Ich stoße ein freudloses Schnauben aus und nippe an meinem Bier, bevor ich ein trockenes „Kann man wohl sagen" erwidere.

Über den Rand ihrer rechteckigen Brille hinweg sieht meine langjährige Freundin zu mir. Ich sitze auf einem der erhöhten Hocker direkt an der Bar, die Unterarme auf die dunkle Holzoberfläche gestützt.

Hinter mir sitzen weitere Kneipenbesucher, Menschen wie Fae, an einfachen Tischen auf ebenso einfachen Stühlen, in das schummrige Licht mehrerer Öllampen gehüllt. Stimmengemurmel tränkt die Luft, in welcher der Geruch nach Alkohol hängt.

„So schlimm?"

Elonor mustert mich mit hochgezogener Augenbraue. Eine ihrer kurzen, blonden Locken hängt ihr in der Stirn.

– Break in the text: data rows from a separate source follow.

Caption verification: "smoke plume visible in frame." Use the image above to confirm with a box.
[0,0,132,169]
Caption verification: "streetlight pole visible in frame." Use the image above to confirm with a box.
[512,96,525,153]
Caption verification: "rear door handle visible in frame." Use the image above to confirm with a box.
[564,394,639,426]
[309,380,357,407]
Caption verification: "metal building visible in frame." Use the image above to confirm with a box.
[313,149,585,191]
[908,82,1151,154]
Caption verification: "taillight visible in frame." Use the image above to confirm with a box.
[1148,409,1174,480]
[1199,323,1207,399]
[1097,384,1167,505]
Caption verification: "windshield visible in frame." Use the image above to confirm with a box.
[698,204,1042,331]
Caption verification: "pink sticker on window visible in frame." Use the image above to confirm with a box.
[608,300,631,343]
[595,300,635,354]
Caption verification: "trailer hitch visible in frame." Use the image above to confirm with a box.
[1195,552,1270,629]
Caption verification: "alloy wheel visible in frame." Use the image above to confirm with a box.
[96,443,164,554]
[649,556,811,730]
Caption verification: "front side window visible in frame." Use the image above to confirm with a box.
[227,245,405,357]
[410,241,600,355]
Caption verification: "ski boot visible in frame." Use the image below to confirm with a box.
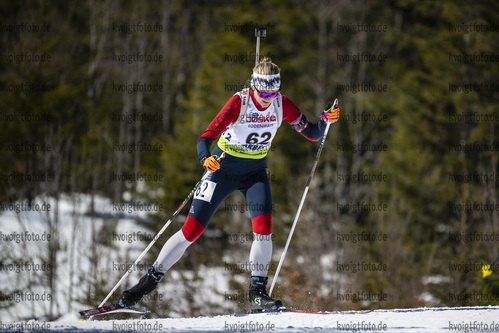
[248,276,286,313]
[119,266,165,308]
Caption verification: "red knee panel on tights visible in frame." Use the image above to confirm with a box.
[182,216,204,242]
[251,213,272,235]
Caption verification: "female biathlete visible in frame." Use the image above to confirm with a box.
[120,58,340,312]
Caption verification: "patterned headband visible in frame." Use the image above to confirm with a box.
[251,73,281,91]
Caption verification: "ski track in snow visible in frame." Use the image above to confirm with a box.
[2,306,499,333]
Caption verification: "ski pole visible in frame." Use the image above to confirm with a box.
[269,99,338,296]
[89,153,225,320]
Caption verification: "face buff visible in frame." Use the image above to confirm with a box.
[251,73,281,91]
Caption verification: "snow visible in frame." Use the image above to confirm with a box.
[0,194,499,333]
[0,306,499,333]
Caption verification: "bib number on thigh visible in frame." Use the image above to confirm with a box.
[194,179,217,202]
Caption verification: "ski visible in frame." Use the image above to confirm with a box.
[80,304,148,317]
[282,309,374,315]
[240,307,374,316]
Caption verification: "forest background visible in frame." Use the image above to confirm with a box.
[0,0,499,320]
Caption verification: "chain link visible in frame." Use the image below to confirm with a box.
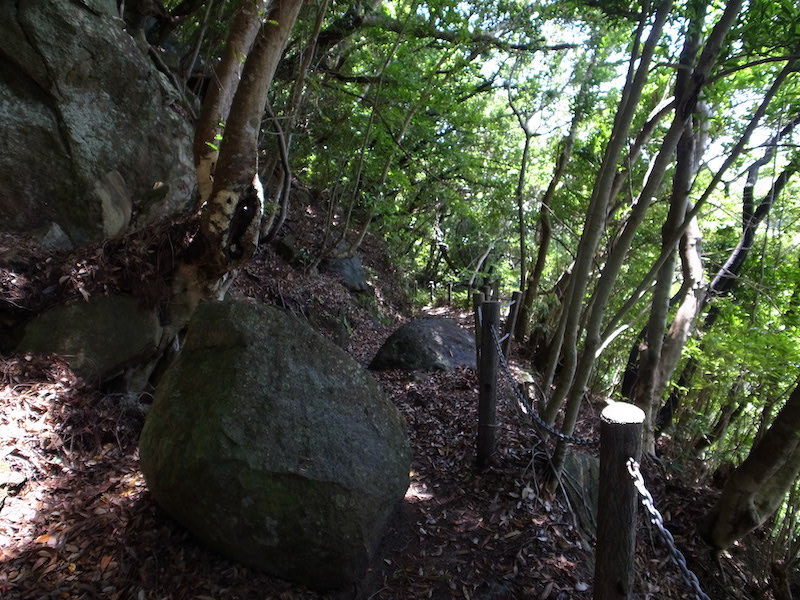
[490,326,600,446]
[626,458,711,600]
[478,307,711,600]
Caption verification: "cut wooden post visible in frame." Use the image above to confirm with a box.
[472,292,486,369]
[594,402,644,600]
[503,292,522,358]
[477,302,500,468]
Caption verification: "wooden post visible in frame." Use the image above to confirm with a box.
[503,292,522,358]
[594,402,644,600]
[477,302,500,468]
[472,292,486,369]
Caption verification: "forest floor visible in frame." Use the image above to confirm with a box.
[0,204,788,600]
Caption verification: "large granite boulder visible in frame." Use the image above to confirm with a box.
[0,0,195,245]
[17,296,162,381]
[140,301,410,589]
[369,317,475,371]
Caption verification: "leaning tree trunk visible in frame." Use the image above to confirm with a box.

Diesmal brumme ich, wie Zabel, wenn ihm etwas nicht passt, und trinke mein Bier aus, nur um ihr das Glas hinzuschieben, damit sie es nachfüllen kann. Elonor zieht einen gekünstelten Schmollmund, kommt meinem Wunsch aber ohne zu Murren nach. Sie mag es nicht, dass ich ihr keine ordentliche Antwort gebe.

„Nicht sonderlich gesprächig heute, wie?"

„Wärst du auch nicht, wenn du erlebt hättest, was ich heute mitmachen musste!", antworte ich gedehnt, während der erste Schluck meines vierten Biers anfängt meine Sinne zu vernebeln.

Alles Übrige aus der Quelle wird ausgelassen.